An anti-corruption drive in China has netted suspects that include an executive accused of cavorting with gigolos, a young woman who owns 11 apartments, a provincial official with 47 mistresses and a vice mayor with ties to a drug gang. Many alleged misdeeds were exposed by Internet users — mostly whistleblowers and rogue journalists — and promulgated via unusually freewheeling coverage in state-owned media.
Another, less vaunted government clampdown — this one on dissenting views — leaves little hope for a Chinese people-power renaissance. Over the past week authorities have surreptitiously replaced an outspoken editorial in a liberal newspaper with brazen propaganda, scrubbed an open letter calling for constitutional governance from the Internet and closed down an outspoken Beijing-based magazine for advocating political reform.

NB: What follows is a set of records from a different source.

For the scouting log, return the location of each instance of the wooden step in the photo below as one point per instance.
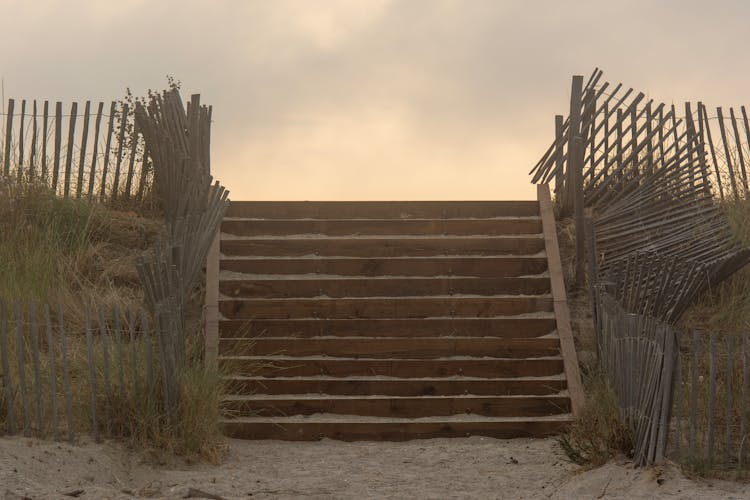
(392, 429)
(371, 227)
(381, 287)
(381, 209)
(384, 347)
(503, 327)
(395, 407)
(284, 366)
(363, 386)
(382, 247)
(403, 307)
(491, 267)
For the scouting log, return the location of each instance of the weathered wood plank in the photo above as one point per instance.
(560, 303)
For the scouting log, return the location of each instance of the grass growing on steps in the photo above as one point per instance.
(69, 252)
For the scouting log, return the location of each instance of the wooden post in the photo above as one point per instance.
(52, 371)
(738, 142)
(560, 302)
(92, 173)
(7, 383)
(120, 144)
(58, 145)
(8, 136)
(37, 368)
(66, 375)
(45, 125)
(212, 302)
(730, 168)
(20, 350)
(21, 134)
(711, 395)
(84, 139)
(34, 132)
(69, 151)
(92, 377)
(577, 166)
(107, 149)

Chinese Communist Party (CCP) Secretary and Vice President Xi Jinping (習近平) said corruption could lead to the “end of the party.” His administration has ruthlessly singled out venal officials and is implementing a series of regulations to limit displays of official waste. Yet analysts say that Xi’s anti-graft drive is only skin-deep, and that party leaders will be hard-pressed to eradicate corruption while maintaining their perennially hard line on dissent.

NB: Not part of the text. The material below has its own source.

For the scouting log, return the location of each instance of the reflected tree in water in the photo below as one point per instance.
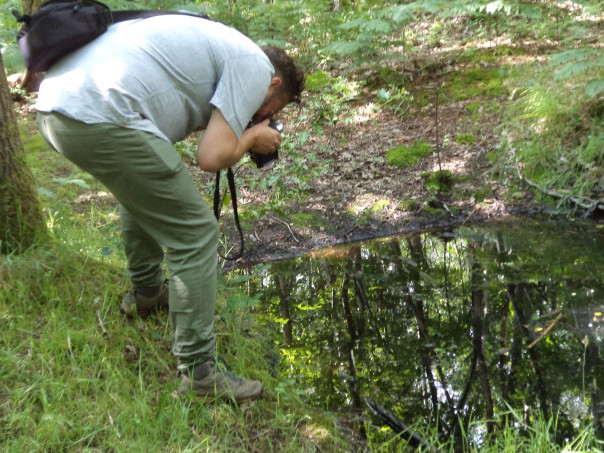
(462, 331)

“For a short period of time, you can have draconian measures that can deter corruption, but in the long term the best way to deal with it is to make sure that there are checks and balances,” said Steve Tsang, a professor of Chinese studies at the University of Nottingham, England.

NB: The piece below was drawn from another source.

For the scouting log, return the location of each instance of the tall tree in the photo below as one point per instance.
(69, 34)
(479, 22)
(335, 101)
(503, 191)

Yet there are many reasons why a culture of corruption will persist — officials are low-paid and poorly supervised, and the lack of a free press and independent judiciary eliminates any prospect of well-measured oversight.
“What we are likely to see, following Xi Jinping’s commitment to his new policy, is that government officials will be a lot more careful in not displaying their ill-gotten gains,” Tsang said. “They will do enough to reassure Xi that things are under control, and that is as far as they will go.”
Since Xi became the top CCP leader in November last year, the central leadership has made an all-out drive to appear transparent and down to earth. Xi has banned a number of wasteful government practices, including prolonged speechifying and traffic-disrupting motorcades. A ban on expensive liquor at military banquets caused some prestigious brands’ stock prices to plummet. Xinhua news agency has published extensive profiles of the country’s seven most powerful leaders, a well-meaning stab at transparency, although they offer little more than breathless praise.
However, the recent explosion of corruption allegations on China’s popular micro-blogs has done more to reveal the depth of the problem than validate official efforts to eliminate it. A blog post on Dec. 30 accused the party secretary of an impoverished county in Yunnan Province of purchasing 10 SUVs and getting drunk with a group of attractive women.
The vice mayor of a small city in Guangdong Province lost his job after a subordinate exposed his connection to a local drug ring. Blog posts accuse the deputy chief of the province’s Land Resource Bureau of having affairs with 47 mistresses and receiving almost ￡2.8 billion (US$4.55 billion) in bribes.